-1

Here is an example of data:

'1.'    'Numeric types'
'1.1.'  'Integer'
'1.2.'  'Float'
...
'1.10'  'Double'

To naturally sort it we can use string_to_array with '.' as separator, then cast text[] to int[] and sort by integer array, but since the field itself is of type text and there might be cases where user decides to use non-numeric symbols, e.g. 1.1.3a, thus causing cast error. To address that I decided to use regexp:

select regexp_matches('1.2.3.4.', E'(?:(\\d+)\.?)+')

Expected result is array: {'1', '2', '3', '4'} but instead i get only the last element of the said array, however, if I use following regexp:

select regexp_matches('1.2.3.4.', E'((?:\\d+)\.?)+')

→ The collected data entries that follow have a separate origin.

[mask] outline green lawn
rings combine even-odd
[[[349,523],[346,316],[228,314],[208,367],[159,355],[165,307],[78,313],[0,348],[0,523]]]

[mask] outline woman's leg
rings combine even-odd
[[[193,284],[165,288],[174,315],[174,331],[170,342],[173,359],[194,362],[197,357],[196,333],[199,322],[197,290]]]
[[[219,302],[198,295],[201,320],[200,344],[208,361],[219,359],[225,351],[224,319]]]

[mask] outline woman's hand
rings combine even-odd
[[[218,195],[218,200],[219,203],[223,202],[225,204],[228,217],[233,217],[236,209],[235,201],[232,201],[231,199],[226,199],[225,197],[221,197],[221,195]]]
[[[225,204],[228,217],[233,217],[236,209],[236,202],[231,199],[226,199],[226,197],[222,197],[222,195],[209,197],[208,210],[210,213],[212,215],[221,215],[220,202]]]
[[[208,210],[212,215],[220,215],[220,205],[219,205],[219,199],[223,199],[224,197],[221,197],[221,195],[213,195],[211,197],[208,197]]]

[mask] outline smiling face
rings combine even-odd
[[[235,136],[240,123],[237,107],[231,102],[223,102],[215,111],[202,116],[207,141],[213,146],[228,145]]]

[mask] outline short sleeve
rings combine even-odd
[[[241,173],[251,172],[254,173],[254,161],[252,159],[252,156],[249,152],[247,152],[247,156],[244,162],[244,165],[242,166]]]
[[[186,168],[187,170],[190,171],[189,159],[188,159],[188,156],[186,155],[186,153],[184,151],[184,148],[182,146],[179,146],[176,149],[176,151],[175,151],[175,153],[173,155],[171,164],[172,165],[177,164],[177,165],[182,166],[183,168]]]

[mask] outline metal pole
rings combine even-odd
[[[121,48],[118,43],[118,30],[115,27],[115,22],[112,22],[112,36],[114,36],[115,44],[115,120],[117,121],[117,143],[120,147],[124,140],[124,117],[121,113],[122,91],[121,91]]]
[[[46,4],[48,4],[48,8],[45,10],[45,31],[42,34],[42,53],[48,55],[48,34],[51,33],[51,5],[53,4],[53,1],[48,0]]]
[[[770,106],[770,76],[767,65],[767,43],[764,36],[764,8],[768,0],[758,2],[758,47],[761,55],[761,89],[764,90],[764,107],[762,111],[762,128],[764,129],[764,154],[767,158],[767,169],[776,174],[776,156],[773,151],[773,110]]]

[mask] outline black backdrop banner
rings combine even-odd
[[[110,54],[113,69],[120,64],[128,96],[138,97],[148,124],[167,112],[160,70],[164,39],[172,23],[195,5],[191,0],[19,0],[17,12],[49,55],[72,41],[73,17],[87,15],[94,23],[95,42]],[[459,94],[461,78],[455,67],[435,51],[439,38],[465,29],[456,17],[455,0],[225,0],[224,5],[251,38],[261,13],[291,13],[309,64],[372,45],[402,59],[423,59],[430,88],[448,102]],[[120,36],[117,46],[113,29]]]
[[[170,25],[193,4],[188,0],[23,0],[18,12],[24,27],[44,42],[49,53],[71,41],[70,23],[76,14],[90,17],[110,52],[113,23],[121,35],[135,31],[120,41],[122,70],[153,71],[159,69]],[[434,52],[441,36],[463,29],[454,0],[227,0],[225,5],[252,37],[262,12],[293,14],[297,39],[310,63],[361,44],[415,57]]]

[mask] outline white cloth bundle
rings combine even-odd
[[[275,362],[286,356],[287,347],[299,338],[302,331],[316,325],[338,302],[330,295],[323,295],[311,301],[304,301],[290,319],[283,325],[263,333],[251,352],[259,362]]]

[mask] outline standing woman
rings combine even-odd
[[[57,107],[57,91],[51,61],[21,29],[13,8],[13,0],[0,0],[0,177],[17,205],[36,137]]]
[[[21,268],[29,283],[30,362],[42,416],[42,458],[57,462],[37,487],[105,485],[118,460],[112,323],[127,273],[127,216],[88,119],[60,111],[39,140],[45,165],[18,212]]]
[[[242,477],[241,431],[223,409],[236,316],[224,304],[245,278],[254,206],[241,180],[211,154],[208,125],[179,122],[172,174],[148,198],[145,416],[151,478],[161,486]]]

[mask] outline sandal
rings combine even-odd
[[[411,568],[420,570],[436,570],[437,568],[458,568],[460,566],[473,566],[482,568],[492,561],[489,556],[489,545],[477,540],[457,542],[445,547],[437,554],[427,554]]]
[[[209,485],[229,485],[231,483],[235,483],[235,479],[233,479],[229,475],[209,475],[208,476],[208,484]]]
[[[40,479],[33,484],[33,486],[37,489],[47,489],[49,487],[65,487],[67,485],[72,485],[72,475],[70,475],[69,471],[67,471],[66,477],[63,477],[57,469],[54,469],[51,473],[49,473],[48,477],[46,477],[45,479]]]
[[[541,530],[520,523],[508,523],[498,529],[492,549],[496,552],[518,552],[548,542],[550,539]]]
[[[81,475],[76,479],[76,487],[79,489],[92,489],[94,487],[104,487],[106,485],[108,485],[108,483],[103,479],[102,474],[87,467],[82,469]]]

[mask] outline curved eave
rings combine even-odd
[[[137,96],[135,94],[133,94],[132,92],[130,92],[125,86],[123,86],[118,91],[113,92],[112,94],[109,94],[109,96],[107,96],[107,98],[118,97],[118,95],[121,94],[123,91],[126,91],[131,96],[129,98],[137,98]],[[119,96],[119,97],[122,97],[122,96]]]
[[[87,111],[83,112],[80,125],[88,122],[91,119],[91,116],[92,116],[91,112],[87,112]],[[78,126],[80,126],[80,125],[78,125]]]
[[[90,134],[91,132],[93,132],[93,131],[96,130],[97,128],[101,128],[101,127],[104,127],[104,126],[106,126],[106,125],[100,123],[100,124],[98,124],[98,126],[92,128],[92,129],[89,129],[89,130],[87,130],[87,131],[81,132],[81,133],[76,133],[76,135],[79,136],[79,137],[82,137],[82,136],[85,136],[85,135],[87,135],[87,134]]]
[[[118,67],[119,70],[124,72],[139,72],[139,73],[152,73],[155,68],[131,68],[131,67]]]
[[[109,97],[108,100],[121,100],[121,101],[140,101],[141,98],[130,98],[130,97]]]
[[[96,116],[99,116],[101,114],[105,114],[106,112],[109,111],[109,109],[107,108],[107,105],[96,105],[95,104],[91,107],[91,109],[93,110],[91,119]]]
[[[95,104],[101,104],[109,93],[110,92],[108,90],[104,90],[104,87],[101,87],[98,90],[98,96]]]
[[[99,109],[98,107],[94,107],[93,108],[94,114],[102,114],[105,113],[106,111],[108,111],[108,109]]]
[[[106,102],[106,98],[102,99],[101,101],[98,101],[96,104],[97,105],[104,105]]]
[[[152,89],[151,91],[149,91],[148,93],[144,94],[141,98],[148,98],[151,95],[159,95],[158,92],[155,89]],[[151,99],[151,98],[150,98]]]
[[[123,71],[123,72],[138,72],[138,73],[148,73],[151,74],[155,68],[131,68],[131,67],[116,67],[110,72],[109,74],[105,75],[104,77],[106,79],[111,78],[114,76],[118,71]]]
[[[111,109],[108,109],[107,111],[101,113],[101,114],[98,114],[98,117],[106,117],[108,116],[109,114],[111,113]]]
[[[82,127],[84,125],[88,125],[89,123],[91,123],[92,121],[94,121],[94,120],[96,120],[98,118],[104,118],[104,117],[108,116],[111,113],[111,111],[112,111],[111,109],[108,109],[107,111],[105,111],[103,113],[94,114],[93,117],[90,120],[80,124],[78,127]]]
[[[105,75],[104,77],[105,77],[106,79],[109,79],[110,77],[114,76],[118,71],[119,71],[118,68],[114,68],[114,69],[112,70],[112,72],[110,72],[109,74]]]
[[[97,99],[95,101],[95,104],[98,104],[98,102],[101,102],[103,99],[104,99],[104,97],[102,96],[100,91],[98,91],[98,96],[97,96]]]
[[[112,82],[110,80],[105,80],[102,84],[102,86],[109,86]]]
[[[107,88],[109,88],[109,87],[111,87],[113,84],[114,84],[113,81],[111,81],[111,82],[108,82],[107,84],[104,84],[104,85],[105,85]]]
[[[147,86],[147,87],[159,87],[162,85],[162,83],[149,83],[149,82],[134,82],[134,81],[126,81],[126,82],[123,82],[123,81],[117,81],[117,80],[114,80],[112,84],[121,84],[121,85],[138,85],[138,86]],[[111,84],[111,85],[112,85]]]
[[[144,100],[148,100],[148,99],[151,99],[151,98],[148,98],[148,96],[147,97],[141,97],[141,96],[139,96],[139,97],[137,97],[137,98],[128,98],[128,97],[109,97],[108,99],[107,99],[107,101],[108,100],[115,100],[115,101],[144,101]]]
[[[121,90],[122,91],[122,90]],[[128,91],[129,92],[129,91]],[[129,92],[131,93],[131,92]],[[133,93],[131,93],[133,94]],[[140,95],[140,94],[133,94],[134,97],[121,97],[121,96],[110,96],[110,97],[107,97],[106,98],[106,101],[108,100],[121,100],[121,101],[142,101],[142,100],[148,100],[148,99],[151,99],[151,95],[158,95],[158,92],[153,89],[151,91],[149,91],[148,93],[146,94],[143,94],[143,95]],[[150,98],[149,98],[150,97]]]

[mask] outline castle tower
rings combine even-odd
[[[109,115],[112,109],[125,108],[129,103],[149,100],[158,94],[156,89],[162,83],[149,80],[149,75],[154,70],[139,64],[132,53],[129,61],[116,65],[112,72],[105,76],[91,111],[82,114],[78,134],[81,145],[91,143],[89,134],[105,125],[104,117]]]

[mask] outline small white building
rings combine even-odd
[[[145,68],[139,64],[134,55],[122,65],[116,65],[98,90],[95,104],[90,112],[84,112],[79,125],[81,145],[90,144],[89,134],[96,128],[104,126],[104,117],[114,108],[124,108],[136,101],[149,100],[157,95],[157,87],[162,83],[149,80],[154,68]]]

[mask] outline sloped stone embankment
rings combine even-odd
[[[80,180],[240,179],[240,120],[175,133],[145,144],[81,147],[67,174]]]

The result is {'1.2.3.4.'}.

Using global-flag 'g' is not an option, because regexp_matches returns a column.

Is there any way to convert '1.2.3.4a.'::text to {1, 2, 3 ,4}::int[] using only one regexp_matches?

Fiddle.

Nick
  • 123
  • 8

1 Answers1

2

You can use the global 'g' flag with regexp_matches, but needs to aggregate values to an array (most simple with the array() constructor):

select array(select m[1] from regexp_matches(dt_code, '(\d+)', 'g') m)::int[] nums, *
from data_types
order by 1;

Or, you can split your string to array with string_to_array(), but you still need to use regexp to remove any non-numeric characters:

select string_to_array(trim(regexp_replace(dt_code, '[^\d\.]+', ''), '.'), '.')::int[] nums, *
from data_types
order by 1;

For a more advanced natural-like sorting, you need to split your text to tokens yourself. See more info at the related SO question.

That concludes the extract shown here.